CVE-2025-15528 is a vulnerability affecting Open5GS, an open-source 5G core network implementation widely used for mobile network infrastructure. The flaw resides in the GTPv2 Bearer Response Handler, a critical component responsible for managing bearer context responses in the GPRS Tunneling Protocol version 2 (GTPv2), which is essential for session management in 5G networks. The vulnerability allows an unauthenticated remote attacker to send specially crafted GTPv2 messages that manipulate the Bearer Response Handler, causing the Open5GS service to crash or become unresponsive, resulting in a denial of service condition. This disrupts the availability of 5G core network functions, potentially impacting subscriber connectivity and network reliability.
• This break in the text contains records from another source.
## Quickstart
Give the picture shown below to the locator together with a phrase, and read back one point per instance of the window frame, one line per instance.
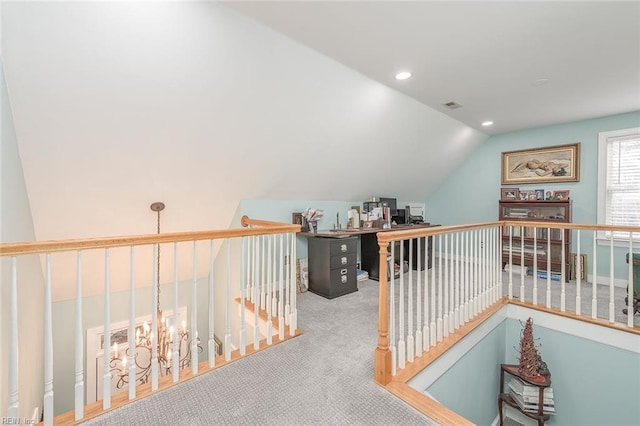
(601, 214)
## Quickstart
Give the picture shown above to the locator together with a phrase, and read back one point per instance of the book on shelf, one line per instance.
(531, 407)
(531, 394)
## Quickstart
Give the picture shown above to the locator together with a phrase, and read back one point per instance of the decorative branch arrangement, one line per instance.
(531, 365)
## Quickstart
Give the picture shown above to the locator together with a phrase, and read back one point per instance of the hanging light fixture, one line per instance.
(144, 339)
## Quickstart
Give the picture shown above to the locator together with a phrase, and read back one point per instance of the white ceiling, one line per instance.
(485, 56)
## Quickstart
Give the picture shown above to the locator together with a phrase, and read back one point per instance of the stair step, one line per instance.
(262, 314)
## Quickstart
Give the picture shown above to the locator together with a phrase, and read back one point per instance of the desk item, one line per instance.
(523, 393)
(332, 266)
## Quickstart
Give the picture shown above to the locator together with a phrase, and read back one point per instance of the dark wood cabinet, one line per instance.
(543, 244)
(332, 266)
(506, 398)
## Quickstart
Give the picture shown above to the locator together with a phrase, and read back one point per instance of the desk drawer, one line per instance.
(343, 260)
(343, 245)
(343, 279)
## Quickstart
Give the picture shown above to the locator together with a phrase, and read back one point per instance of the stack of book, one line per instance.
(527, 397)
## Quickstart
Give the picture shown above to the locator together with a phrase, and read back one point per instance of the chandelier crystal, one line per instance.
(144, 340)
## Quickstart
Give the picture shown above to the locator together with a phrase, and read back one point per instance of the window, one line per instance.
(619, 180)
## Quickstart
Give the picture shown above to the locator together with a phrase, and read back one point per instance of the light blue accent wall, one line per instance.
(471, 193)
(470, 386)
(593, 383)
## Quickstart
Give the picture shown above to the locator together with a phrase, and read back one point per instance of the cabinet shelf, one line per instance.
(506, 398)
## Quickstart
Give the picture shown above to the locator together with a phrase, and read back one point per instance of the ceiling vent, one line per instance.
(452, 105)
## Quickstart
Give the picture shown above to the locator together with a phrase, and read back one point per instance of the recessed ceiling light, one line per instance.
(540, 82)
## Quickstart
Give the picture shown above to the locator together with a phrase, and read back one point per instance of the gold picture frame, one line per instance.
(550, 164)
(512, 194)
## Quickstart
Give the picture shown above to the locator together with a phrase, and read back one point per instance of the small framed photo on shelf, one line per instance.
(509, 194)
(561, 195)
(525, 195)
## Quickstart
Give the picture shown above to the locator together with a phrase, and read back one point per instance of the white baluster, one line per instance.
(522, 265)
(175, 361)
(79, 348)
(194, 313)
(445, 298)
(294, 313)
(106, 354)
(402, 349)
(473, 286)
(418, 350)
(48, 347)
(511, 262)
(439, 323)
(14, 399)
(433, 334)
(578, 272)
(132, 324)
(594, 280)
(392, 310)
(256, 305)
(456, 312)
(612, 308)
(467, 269)
(411, 345)
(289, 256)
(535, 266)
(243, 306)
(563, 294)
(227, 303)
(548, 267)
(211, 344)
(154, 322)
(269, 304)
(425, 300)
(263, 282)
(280, 298)
(631, 285)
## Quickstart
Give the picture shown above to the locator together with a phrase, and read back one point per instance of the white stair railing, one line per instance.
(467, 276)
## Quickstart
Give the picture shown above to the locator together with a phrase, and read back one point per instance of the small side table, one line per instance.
(505, 397)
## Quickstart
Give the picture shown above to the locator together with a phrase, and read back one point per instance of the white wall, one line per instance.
(120, 104)
(16, 225)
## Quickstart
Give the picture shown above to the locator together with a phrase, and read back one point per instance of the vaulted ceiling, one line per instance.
(203, 104)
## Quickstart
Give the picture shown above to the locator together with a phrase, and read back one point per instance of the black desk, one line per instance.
(370, 250)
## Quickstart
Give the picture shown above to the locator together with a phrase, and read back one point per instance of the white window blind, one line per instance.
(620, 191)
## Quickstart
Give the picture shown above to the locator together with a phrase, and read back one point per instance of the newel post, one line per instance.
(382, 359)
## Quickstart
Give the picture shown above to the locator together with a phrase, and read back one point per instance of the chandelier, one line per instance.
(144, 340)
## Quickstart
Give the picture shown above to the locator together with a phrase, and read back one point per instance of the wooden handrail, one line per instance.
(38, 247)
(382, 357)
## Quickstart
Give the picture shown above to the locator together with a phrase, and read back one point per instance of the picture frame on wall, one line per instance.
(509, 194)
(551, 164)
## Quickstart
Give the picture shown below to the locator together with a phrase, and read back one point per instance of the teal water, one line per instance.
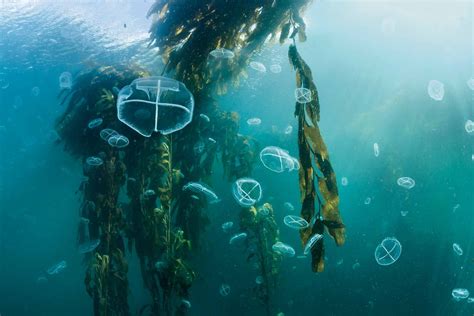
(372, 63)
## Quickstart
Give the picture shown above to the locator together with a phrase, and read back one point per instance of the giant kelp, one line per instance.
(312, 148)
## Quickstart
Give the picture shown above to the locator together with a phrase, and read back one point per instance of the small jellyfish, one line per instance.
(258, 66)
(118, 141)
(460, 294)
(95, 123)
(376, 150)
(457, 249)
(303, 95)
(65, 80)
(237, 237)
(94, 161)
(227, 226)
(406, 182)
(35, 91)
(275, 68)
(469, 126)
(295, 222)
(224, 290)
(283, 249)
(436, 90)
(254, 121)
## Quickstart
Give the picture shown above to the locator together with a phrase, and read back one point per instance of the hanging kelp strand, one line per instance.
(311, 144)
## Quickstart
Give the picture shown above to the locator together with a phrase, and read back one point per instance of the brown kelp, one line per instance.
(312, 148)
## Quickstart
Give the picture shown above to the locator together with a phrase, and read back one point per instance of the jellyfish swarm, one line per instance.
(277, 159)
(57, 268)
(406, 182)
(201, 189)
(457, 249)
(246, 191)
(388, 251)
(65, 80)
(436, 90)
(295, 222)
(283, 249)
(155, 104)
(460, 294)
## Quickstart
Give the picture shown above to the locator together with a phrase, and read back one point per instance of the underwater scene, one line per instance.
(236, 157)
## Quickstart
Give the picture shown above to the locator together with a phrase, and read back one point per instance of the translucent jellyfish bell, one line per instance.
(155, 104)
(303, 95)
(247, 191)
(388, 251)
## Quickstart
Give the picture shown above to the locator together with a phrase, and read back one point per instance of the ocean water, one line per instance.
(372, 63)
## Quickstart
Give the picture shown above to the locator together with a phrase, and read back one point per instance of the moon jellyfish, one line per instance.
(277, 159)
(35, 91)
(118, 141)
(224, 289)
(227, 226)
(303, 95)
(311, 242)
(388, 251)
(275, 68)
(237, 238)
(406, 182)
(57, 268)
(436, 90)
(106, 133)
(65, 80)
(254, 121)
(95, 123)
(457, 249)
(246, 191)
(283, 249)
(295, 222)
(155, 104)
(88, 246)
(289, 206)
(376, 150)
(469, 126)
(258, 66)
(222, 53)
(94, 161)
(460, 294)
(201, 189)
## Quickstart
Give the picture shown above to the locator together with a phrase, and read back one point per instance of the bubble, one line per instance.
(258, 66)
(283, 249)
(224, 290)
(295, 222)
(95, 123)
(406, 182)
(388, 251)
(254, 121)
(460, 294)
(247, 191)
(155, 104)
(94, 161)
(118, 141)
(237, 238)
(457, 249)
(65, 80)
(436, 90)
(275, 68)
(303, 95)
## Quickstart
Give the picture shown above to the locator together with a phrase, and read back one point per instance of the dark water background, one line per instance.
(372, 63)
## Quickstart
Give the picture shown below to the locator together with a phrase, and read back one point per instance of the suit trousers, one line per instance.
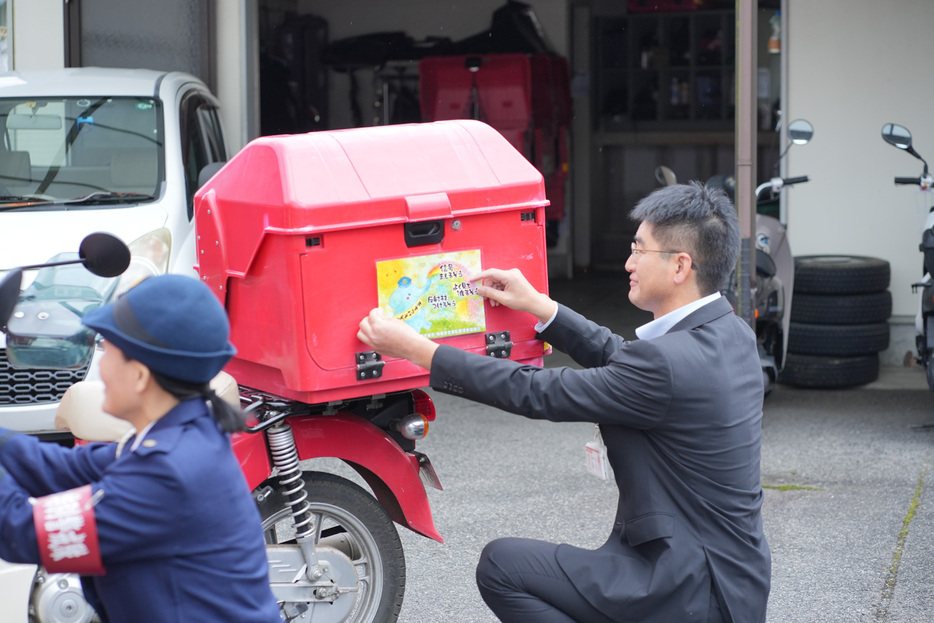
(521, 582)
The vulnerability affects all Open5GS versions from 2.7.0 through 2.7.6. The CVSS v4.0 base score is 6.9 (medium severity), reflecting the network attack vector, no required privileges or user interaction, and a direct impact on availability. The vulnerability has been publicly disclosed, and a patch is available identified by the commit hash 98f76e98df35cd6a35e868aa62715db7f8141ac1. No known exploits have been observed in the wild yet, but the public disclosure increases the risk of exploitation attempts. Open5GS is used by telecom operators and enterprises deploying private 5G networks, making this vulnerability relevant to critical communication infrastructure.
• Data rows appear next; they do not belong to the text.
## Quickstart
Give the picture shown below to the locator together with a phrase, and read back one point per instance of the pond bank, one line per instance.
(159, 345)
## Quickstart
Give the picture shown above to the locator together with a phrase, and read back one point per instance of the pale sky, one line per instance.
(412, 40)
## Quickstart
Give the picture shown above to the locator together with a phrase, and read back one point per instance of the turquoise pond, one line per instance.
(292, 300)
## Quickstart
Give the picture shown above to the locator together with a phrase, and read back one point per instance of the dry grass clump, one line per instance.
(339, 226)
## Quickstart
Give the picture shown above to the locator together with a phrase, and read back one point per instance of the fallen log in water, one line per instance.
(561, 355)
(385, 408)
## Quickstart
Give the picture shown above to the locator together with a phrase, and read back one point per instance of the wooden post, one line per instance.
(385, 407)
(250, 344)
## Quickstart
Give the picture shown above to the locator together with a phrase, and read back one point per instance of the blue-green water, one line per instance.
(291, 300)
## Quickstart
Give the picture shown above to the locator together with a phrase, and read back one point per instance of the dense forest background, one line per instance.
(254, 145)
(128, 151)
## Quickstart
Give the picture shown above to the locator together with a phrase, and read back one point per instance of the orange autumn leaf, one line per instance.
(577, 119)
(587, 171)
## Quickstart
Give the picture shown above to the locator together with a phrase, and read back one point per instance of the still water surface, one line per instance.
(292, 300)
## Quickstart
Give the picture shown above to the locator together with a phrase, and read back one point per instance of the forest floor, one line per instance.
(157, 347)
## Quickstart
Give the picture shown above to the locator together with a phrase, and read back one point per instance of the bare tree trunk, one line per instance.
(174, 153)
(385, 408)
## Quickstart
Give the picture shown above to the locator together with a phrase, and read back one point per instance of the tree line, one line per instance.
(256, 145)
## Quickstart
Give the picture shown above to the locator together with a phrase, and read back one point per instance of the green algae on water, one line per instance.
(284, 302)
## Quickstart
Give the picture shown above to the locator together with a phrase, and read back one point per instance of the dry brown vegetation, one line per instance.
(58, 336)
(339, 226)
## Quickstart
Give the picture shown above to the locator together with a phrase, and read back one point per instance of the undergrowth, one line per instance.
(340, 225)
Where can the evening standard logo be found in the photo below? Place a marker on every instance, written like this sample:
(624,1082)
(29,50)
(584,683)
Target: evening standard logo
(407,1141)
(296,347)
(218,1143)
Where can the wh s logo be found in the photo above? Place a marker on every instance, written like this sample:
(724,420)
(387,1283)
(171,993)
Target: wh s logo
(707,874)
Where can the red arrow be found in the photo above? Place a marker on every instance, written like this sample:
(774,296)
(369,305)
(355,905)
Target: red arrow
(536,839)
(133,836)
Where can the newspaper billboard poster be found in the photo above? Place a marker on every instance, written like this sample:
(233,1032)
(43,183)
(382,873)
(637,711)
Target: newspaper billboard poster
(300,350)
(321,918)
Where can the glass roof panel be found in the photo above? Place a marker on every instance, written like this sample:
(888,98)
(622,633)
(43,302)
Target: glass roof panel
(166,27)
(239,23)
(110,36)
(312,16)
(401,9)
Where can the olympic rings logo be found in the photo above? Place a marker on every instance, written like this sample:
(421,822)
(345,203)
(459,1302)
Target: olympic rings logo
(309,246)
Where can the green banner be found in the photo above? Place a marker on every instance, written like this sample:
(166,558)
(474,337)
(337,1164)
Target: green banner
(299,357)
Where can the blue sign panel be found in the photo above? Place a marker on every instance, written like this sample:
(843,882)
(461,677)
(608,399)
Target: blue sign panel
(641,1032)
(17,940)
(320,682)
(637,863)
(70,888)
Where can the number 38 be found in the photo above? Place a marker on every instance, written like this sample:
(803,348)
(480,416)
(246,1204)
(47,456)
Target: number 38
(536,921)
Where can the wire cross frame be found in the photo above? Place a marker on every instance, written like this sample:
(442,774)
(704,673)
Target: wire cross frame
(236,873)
For European organizations, the impact of CVE-2025-15528 can be significant, especially for telecom operators and enterprises relying on Open5GS for 5G core network functions. A successful denial of service attack could lead to temporary loss of connectivity for subscribers, disruption of critical communication services, and degradation of network performance. This could affect emergency services, industrial automation, and other sectors dependent on reliable 5G connectivity. The disruption may also cause reputational damage and financial losses due to service outages. Since the vulnerability is remotely exploitable without authentication, attackers can launch DoS attacks from outside the network perimeter, increasing the threat surface. Although no data confidentiality or integrity impact is indicated, the availability impact alone can have cascading effects on dependent services and applications. European telecom regulators may also impose compliance and reporting obligations in case of service disruptions caused by this vulnerability.

To mitigate CVE-2025-15528, organizations should promptly apply the official patch released by the Open5GS project, identified by commit 98f76e98df35cd6a35e868aa62715db7f8141ac1. Network operators should verify that their Open5GS deployments are upgraded beyond version 2.7.6 or have the patch backported. Additionally, monitoring GTPv2 traffic for unusual or malformed bearer response messages can help detect exploitation attempts early. Implementing rate limiting and anomaly detection on GTPv2 interfaces can reduce the risk of DoS attacks. Network segmentation and firewall rules restricting GTPv2 traffic to trusted sources can further limit exposure. Operators should also maintain robust incident response plans to quickly restore services in case of an attack. Regular vulnerability scanning and penetration testing of 5G core components are recommended to identify and remediate similar issues proactively.